Maybe some version of a Menta or Beholla. There were quite a few small German pistol manufacturers around the turn of the century. Perhaps a copy or sold to some Balkan police or military that used the Cyrillic alphabet. (Serbia, Bulgaria etc.)

Those names are completely new to me! I checked the alphabets for Serbian, Macedonian, Bulgarian and Romani and none seems to contain the Z, N or reversed B. But the Balkan region sounds likely.

:) Stuart
 
Could that language be Basque(or Euskara)?

That looks like one of the millions of little sidearms the Spanish firearms industry made during WWI and II.
 
Could that language be Basque(or Euskara)?

That looks like one of the millions of little sidearms the Spanish firearms industry made during WWI and II.

Don't think so. Basque uses the Roman alphabet. The alphabet on this pistol seems to be made up of spare parts from several other languages (sort of a linguistic platypuss.)

:) Stuart
 
Looks like a Menta but the trigger is different as well as the grips.

Maybe some version of a Menta or Beholla. There were quite a few small German pistol manufacturers around the turn of the century. Perhaps a copy or sold to some Balkan police or military that used the Cyrillic alphabet. (Serbia, Bulgaria etc.)
 
A number of guns made in China between the wars are based on European designs and have random western looking letters for markings to fool non-speakers of the language. Could be one of those?
 
Need an enigma machine.

Pretty much. "Nyles" may have a good clue here; his comment reminded me of the "Khyber Pass" versions of the Martini rifles, which had some odd versions of "English" markings, stamped by people who didn't actually speak much English.

In the meantime, I decided to "think outside the box" and sent an e-mail to the Dept. of Slavic Studies at Brown University to see if any of their faculty might recognize the text.

:) Stuart
 
Gentlemen - this is not the Cyrillic alphabet, nor is it the Roman, but a mish-mash of both, along with Greek upper and lower case letters. A few of the Roman letters are upside down, as is the letter 'W', so I go along with Nyles 100%. True, the shape of the slide at the rear, that are redolent of Tomiska, but the trigger appears to be a double-action type although I'm likely to be wrong.

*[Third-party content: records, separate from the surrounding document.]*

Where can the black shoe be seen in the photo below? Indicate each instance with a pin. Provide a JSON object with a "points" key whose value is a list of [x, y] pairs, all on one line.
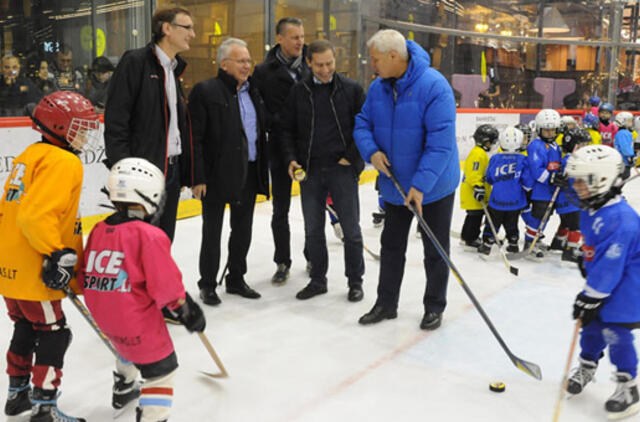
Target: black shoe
{"points": [[123, 392], [209, 296], [311, 290], [18, 400], [377, 314], [355, 294], [242, 289], [431, 321], [169, 318], [281, 275]]}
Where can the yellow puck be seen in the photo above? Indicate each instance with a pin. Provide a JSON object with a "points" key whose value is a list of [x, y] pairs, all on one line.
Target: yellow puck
{"points": [[497, 387]]}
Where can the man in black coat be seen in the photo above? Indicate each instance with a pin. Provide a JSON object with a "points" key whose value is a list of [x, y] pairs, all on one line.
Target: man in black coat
{"points": [[228, 120], [317, 136], [283, 67], [146, 115]]}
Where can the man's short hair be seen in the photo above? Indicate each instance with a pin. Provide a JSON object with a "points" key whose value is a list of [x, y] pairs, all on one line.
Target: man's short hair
{"points": [[225, 48], [320, 46], [387, 40], [281, 26], [161, 16]]}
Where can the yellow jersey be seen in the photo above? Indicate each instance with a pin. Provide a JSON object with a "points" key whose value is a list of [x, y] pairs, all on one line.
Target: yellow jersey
{"points": [[38, 215], [475, 167]]}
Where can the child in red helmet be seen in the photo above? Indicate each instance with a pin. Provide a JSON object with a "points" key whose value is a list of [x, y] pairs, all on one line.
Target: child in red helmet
{"points": [[41, 240]]}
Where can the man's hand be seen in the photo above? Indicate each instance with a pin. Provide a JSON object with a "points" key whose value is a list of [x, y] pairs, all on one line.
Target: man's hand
{"points": [[199, 191], [381, 163], [293, 166], [414, 197]]}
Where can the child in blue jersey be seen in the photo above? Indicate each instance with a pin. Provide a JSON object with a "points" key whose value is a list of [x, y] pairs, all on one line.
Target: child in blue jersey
{"points": [[609, 304], [544, 159], [509, 176], [623, 140], [568, 236]]}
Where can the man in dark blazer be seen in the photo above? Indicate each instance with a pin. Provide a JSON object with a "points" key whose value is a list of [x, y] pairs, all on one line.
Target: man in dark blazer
{"points": [[228, 120]]}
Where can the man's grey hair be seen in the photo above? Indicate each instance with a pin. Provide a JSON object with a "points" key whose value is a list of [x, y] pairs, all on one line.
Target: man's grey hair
{"points": [[225, 48], [387, 40]]}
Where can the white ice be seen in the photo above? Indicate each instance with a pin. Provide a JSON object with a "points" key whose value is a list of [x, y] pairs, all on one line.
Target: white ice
{"points": [[292, 360]]}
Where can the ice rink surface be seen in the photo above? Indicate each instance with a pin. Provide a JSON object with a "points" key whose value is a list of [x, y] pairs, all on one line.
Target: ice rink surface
{"points": [[292, 360]]}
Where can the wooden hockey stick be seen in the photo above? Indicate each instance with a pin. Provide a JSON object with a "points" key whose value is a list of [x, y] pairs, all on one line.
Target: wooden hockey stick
{"points": [[223, 372], [565, 378], [369, 251], [513, 270], [528, 368], [87, 316]]}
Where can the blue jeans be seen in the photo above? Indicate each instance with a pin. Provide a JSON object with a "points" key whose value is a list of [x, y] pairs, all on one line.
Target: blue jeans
{"points": [[342, 183]]}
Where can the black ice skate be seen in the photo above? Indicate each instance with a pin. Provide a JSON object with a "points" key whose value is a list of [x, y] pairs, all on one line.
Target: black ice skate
{"points": [[45, 407], [624, 401], [581, 376], [123, 392], [18, 402]]}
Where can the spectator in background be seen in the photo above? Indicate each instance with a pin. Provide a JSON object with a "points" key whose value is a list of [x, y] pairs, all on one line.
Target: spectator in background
{"points": [[99, 77], [67, 79], [16, 90]]}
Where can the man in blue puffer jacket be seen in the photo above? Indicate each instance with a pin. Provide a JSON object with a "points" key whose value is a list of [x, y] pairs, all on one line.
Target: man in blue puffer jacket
{"points": [[407, 126]]}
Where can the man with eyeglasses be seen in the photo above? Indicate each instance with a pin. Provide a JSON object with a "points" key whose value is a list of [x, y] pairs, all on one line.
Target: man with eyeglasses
{"points": [[228, 119], [146, 115]]}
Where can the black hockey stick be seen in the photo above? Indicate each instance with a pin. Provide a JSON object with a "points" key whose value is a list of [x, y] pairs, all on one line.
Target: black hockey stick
{"points": [[527, 367], [369, 251], [513, 270], [87, 316]]}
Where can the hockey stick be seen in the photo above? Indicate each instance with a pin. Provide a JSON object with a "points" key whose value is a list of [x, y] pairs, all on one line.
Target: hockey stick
{"points": [[527, 367], [87, 316], [369, 251], [545, 217], [223, 372], [565, 378], [513, 270]]}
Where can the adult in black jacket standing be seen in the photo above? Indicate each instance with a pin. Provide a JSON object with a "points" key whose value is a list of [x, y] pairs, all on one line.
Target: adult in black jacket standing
{"points": [[228, 119], [146, 115], [283, 67], [317, 130]]}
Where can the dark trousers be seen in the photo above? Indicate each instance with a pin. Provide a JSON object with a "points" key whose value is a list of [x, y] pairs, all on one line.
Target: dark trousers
{"points": [[342, 182], [471, 225], [170, 211], [281, 201], [240, 238], [508, 219], [394, 238]]}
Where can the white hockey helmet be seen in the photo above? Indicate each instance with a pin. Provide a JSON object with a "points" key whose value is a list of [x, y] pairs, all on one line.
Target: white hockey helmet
{"points": [[600, 167], [136, 181], [547, 119], [511, 139], [624, 119]]}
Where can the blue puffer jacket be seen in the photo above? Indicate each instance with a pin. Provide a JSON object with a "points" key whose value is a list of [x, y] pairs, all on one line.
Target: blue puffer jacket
{"points": [[416, 131]]}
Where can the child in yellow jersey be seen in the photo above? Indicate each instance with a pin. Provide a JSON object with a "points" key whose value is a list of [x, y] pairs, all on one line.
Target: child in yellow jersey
{"points": [[473, 188], [41, 240]]}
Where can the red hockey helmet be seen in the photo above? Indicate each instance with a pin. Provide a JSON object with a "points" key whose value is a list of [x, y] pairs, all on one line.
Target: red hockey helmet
{"points": [[66, 118]]}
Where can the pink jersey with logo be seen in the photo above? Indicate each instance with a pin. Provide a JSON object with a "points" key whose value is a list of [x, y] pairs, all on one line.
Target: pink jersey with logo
{"points": [[608, 132], [128, 276]]}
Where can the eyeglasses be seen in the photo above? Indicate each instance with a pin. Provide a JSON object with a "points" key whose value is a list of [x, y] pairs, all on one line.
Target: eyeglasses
{"points": [[243, 61], [187, 27]]}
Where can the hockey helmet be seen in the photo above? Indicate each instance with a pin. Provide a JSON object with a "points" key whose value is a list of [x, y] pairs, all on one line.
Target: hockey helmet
{"points": [[67, 119], [135, 180]]}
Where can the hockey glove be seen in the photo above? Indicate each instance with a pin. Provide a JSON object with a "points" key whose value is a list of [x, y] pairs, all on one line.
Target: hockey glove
{"points": [[479, 193], [57, 269], [190, 315], [586, 308], [558, 180]]}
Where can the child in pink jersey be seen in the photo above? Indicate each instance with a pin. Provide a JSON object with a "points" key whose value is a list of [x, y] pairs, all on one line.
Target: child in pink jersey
{"points": [[128, 277]]}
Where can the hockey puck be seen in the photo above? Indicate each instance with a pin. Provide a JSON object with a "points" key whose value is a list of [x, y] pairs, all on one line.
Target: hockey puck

It is either a Khyber Pass special, or a Chinese 'not-quite-a-copy' of anything, like the VERY odd semi-broomhandles/Colt M1911 hybrids that turn up now and then.

My $0.02.

tac
 
Slide gibberish (for that is what it is) is there just to hide the serial number of the slide, which matches the number on the frame.

The forwardmost number on the slide appears to be an issue number.

This appears to be a WWI design, but has anyone noticed that it is DOUBLE-ACTION or certainly appears to be?

Double-actions were introduced in the 1930s.

I would REALLY like to get a better look at those grips. Mounted Knight generally suggests something by PIEPER; their trademark was a rollmark of the Chevalier Bayard, who murdered every man with a gun who he found. Called "le chevalier sans peur et sans remorse", he was finally killed with a gun: fitting. PIEPERS generally will have Liege proofmarks.

It's not in the Adolf Frank catalogue.

It is nothing adopted by any MAJOR military, so you have to look toward the smaller countries.

I realise that this is little help, but the more we know what it is NOT, the less blind alleys to run down in the dark.
 
WW2 partisans made their own weapons sometimes from scratch (think the Polish Bechowiec SMG) or modified another weapon for concealment (if I recall correctly there is a cut down Mosin Nagant or Mauser rifle in a Czech museum that Soviet partisans used as a pistol).

This could be anything that any insurgent, Khyber Pass or Balkan or Soviet, put together to kill the enemy. The slide is reminiscent of a Menta or Beholla; the frame and grips??? Need more, better, pics. What are the insignia and lettering on the grips. Are there any words on the frame like Feu, etc.

Or it might be, as suggested, an early pistol that is just unfamiliar.